In Reply to: Re: To Anovagirl posted by Acheick on September 25, 2003 at 13:10:44:
He could be a binge drinker, which definitely puts him in the "problem drinker" category, and makes Alanon a good starting pint. However, she has to admit that she has a problem and that doesn't sound to be the case.
I spent many years of my life in a loveless marriage because I didn't want to admit to my parents (particularly my mother) that I had made a mistake. I also had children to think about. Very slowly over time I grew and developed insight and self-confidence. Finally, I got to a place where I really didn't care what other people thought, I was mainly concerned with self-preservation.
My ex was not abusive in an overt way, so it wasn't like he was constantly beating me down psychologically. It was more a matter of coldness, ignoring me, taking me for granted, dismissing my concerns, undermining my interests, etc. It's called passive aggression.
My experience with an overtly abusive relationship came almost immediately after I got out of the marriage. At that time I was a newly-minted MSW doing crisis stabilization with disturbed adolescents and their families. I thought I knew enough about abuse issues to take care of myself in a personal relationship. That's when I learned how powerful abusive relationships can be. Hard as I tried, I kept getting sucked back in...saying and doing things that I knew were not healthy.
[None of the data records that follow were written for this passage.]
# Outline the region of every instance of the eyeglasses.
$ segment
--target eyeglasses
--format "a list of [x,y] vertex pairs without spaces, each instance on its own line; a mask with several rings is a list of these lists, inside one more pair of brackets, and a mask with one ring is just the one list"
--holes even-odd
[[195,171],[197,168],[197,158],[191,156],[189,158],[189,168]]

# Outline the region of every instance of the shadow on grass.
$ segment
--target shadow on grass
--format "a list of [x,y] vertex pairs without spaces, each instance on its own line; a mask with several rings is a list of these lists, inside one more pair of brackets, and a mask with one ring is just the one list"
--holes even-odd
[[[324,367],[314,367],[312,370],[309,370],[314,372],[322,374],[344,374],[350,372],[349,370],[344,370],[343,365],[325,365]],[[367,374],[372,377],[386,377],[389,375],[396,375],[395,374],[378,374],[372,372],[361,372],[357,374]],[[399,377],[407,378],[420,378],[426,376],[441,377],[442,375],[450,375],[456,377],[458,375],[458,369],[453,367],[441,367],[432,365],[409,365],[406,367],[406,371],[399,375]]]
I learned two things. First, if you grow up in an abusive family, you'll probably always be vulnerable to these patterns of interaction. The "programming" from that early formation kicks in SO fast sometimes that it over-rides everything you've learned about healthy relationships.
Second, the energy generated by the abuse cycle is extremely powerful. After my experience, I NEVER ask the question, Why doesn't s/he just leave? Getting caught up in an abusive relationship is like being bound and shackeled (psychologically)--as hard as you try, you can find no reasonable way out. Even when you move out, the person may pursue you and continue to play on your vulnerabilities. If children are involved, there's no way to simply cut off all contact.
My advice: Watch and Pray. What you're watching for is a crack in your daughter's defenses--that "teachable moment" when you can say or do something supportive that will give her the courage to change. What you're praying for is the serenity to accept what you cannot change, courage to change what you can, and wisdom to know the difference.